TUNIS, 11 octobre (Reuters) - Les islamistes tunisiens d'Ennahda sont prêts à quitter le pouvoir si les urnes en décident ainsi et souhaitent que les élections anticipées aient lieu le printemps prochain, a déclaré vendredi le président du parti islamiste, Rached Ghannouchi, dans une interview accordée à Reuters.

"Pour ce qui est des élections, nous les voulons aussi vite que possible. De façon réaliste, nous parlons du printemps prochain", dit-il.

Ennahda, qui gouverne la Tunisie avec l'appui de deux formations laïques - le Congrès pour la république du président Moncef Marzouki et le parti de gauche Ettakatol -, a accepté un plan de transition qui doit mener à la mise en place d'un gouvernement "technique" intérimaire et l'organisation d'élections anticipées.

La préférence de l'opposition va à des élections plus tardives afin de se laisser davantage de temps pour s'organiser et resserrer les liens entre les différents groupes qui la composent.

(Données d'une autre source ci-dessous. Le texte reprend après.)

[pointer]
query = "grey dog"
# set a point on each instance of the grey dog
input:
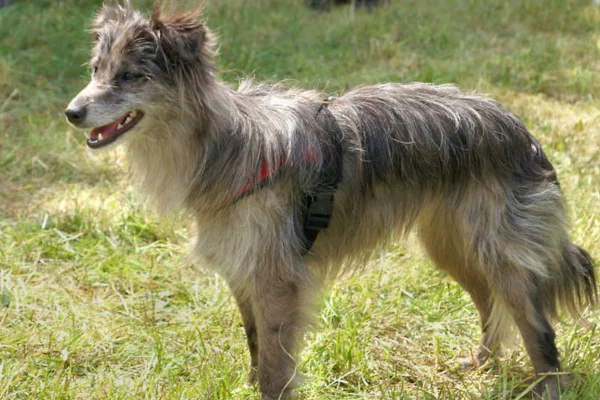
(456, 167)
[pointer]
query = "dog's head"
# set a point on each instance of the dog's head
(138, 64)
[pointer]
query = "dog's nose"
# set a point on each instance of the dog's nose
(75, 114)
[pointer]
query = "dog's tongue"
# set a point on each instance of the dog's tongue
(107, 131)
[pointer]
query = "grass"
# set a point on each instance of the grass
(96, 300)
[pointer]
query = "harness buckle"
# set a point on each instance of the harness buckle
(319, 209)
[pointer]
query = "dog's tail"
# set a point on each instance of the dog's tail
(576, 288)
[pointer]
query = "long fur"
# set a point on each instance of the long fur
(457, 167)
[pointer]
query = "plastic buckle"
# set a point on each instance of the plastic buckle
(320, 209)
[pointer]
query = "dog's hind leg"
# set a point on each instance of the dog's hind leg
(526, 303)
(447, 250)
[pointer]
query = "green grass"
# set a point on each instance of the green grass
(96, 300)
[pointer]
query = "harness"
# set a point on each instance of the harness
(317, 205)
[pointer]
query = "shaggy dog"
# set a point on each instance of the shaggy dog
(456, 167)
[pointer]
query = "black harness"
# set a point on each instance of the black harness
(318, 205)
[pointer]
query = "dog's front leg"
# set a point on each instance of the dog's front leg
(279, 302)
(244, 303)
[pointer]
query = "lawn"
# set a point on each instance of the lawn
(96, 298)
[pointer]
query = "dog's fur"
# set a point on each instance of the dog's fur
(458, 168)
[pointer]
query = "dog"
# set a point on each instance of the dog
(457, 168)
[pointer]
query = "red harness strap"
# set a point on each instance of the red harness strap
(266, 173)
(317, 208)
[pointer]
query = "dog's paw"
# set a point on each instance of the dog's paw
(252, 378)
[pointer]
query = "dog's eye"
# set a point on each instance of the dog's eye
(129, 77)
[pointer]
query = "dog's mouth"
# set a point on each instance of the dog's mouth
(107, 134)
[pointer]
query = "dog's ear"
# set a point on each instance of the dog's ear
(111, 11)
(182, 35)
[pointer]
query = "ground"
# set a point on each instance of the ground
(96, 299)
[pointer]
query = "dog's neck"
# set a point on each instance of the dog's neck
(202, 156)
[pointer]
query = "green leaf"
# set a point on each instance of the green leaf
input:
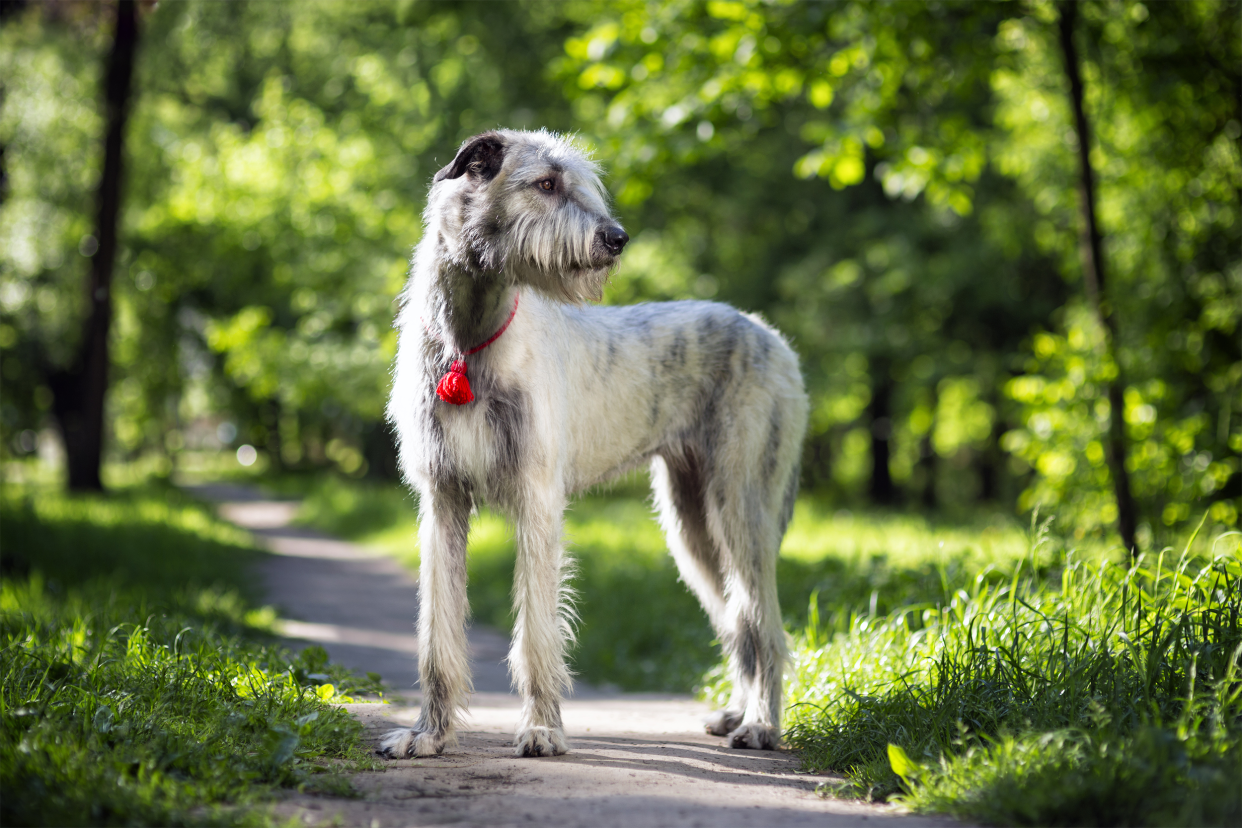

Cette transition est le fruit d'une médiation du principal syndicat du pays, l'Union générale tunisienne du travail (UGTT), qui est intervenu pour sortir de la crise politique née de l'assassinat de deux opposants laïcs et du blocage des travaux de l'assemblée constituante.

Mais Ghannouchi veut que l'opposition siège de nouveau à l'assemblée constituante, un point de divergence qu'il va falloir régler au cours des négociations officiellement lancées le week-end dernier.

"Ce que nous disons à l'opposition est très simple: revenez à l'assemblée et finissez votre travail en finalisant la Constitution et en créant une commission électorale, en retour, nous céderons le gouvernement", dit-il.

"Donnez au peuple tunisien qui vous a élus la Constitution pour laquelle ils vous ont élus, et nous céderons le gouvernement", insiste-t-il.

"LE PEUPLE TUNISIEN DÉCIDERA"

La Tunisie, qui a été le berceau des mouvements du "printemps arabe" en 2011, a basculé dans la crise politique avec l'assassinat de Chokri Belaïd en février et, plus encore, de Mohamed Brahmi, figure de l'opposition de gauche et membre de l'Assemblée nationale constituante (ANC) abattu en juillet.

La place de l'islam dans la société est un des moteurs de cette crise en dépit de laquelle Ghannouchi estime qu'Ennahda peut espérer se maintenir au pouvoir à l'issue de cette transition.

"Le peuple tunisien décidera lors des élections si le gouvernement a échoué ou pas", dit-il, réfutant l'idée d'un recul des mouvements islamistes qui furent les grands bénéficiaires des premiers scrutins organisés dans le monde arabe après le "printemps".

"Nous enregistrons peut-être des reculs, mais la tendance générale est à la hausse", affirme Ghannouchi qui ne voit pas dans l'éviction du président égyptien Mohamed Morsi, issu des Frères musulmans, un revers de fond pour l'islam politique.

"Dans le monde des idées, dit-il, la seule idée qui prévaut est que l'islam et la modernité vont main dans la main, que l'islam et la démocratie vont main dans la main." (Patrick Markey; Henri-Pierre André pour le service français)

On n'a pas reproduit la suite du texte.